3. Cairo (Ga.) Syrupmakers. The Roddenberry's Syrup Plant used to be there. I also like the name of the Cairo High yearbook: The Raconteur. (I have to admit we weren't that close to skirting Cairo -- likely about 70 miles. But the nickname was too good to let it pass.)
4. New Berlin (Ill.) Pretzels. Is there a better high school logo in America? Check it out.
5. Speedway (Ind.) Sparkplugs. Well, I may have spoken too soon. Kids in Speedway grow up wanting to be Sparkplugs.
Of course, had we traveled through the rolling hills northwest of Hartford, I would have included the alma mater of Brian Leetch and Juan (No Hit) Nieves: the Avon Old Farms Winged Beavers. But then I would have had to knock out the Sparkplugs, and you wouldn't have wanted that.
"I hope so but I doubt it.''
-- @MikePereira, the FOX officiating czar and former NFL director of officiating, asked by a fan if he thinks the locked-out officials will return for the start of the season.
"When I saw on the crawl that someone is suing Jerry Jones for burning butt cheeks on a bench, my mind went straight to Kevin Ogletree.''
-- @MikeTanier of the new "Sports On Earth'' site, on the suit brought by a fan against the Dallas Cowboys. The fan, Jennelle Carillo, claims she was burned on her buttocks by sitting on a hot bench at a Cowboys scrimmage in 2010.

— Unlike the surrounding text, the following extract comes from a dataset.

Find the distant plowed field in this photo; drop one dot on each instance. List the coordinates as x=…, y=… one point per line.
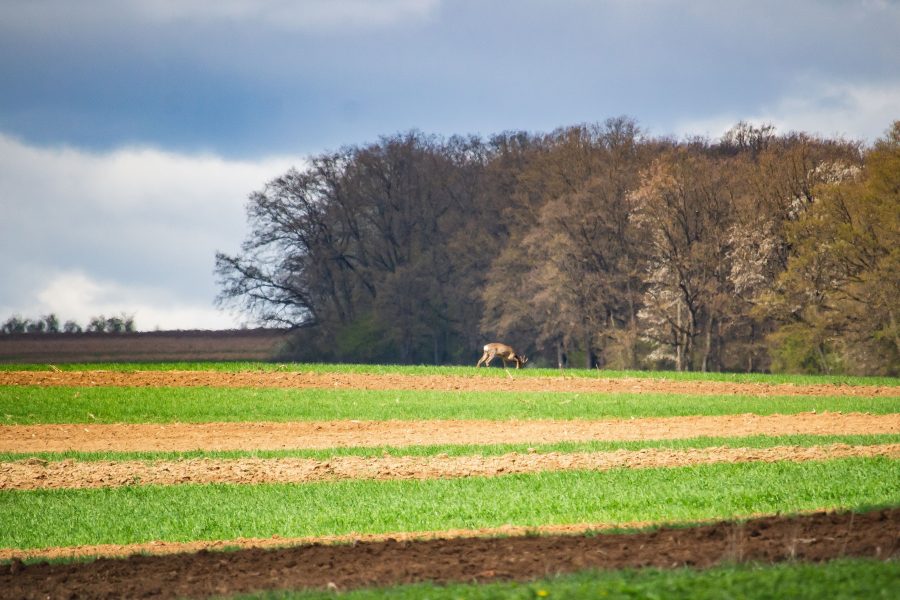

"Review of press box meat: 'This steak still has marks from where the jockey was hitting it.' ''
-- @IzzyGould, the Dolphins' beat reporter for the Sun-Sentinel in south Florida, apparently not pleased with the quality of the evening meal Friday night in Charlotte prior to the Dolphins-Panthers game.
"I have a good feeling about this year.''
-- @pick_six22, Atlanta cornerback Asante Samuel.
I should hope so. That team's loaded.
"Tim Tebow protects the punter better than Wayne Hunter protects the quarterback #ThingsIveLearnedTonight''
-- @MoveTheSticks, former NFL scout and now NFL.com analyst Daniel Jeremiah, watching the Jets-Giants game Saturday night.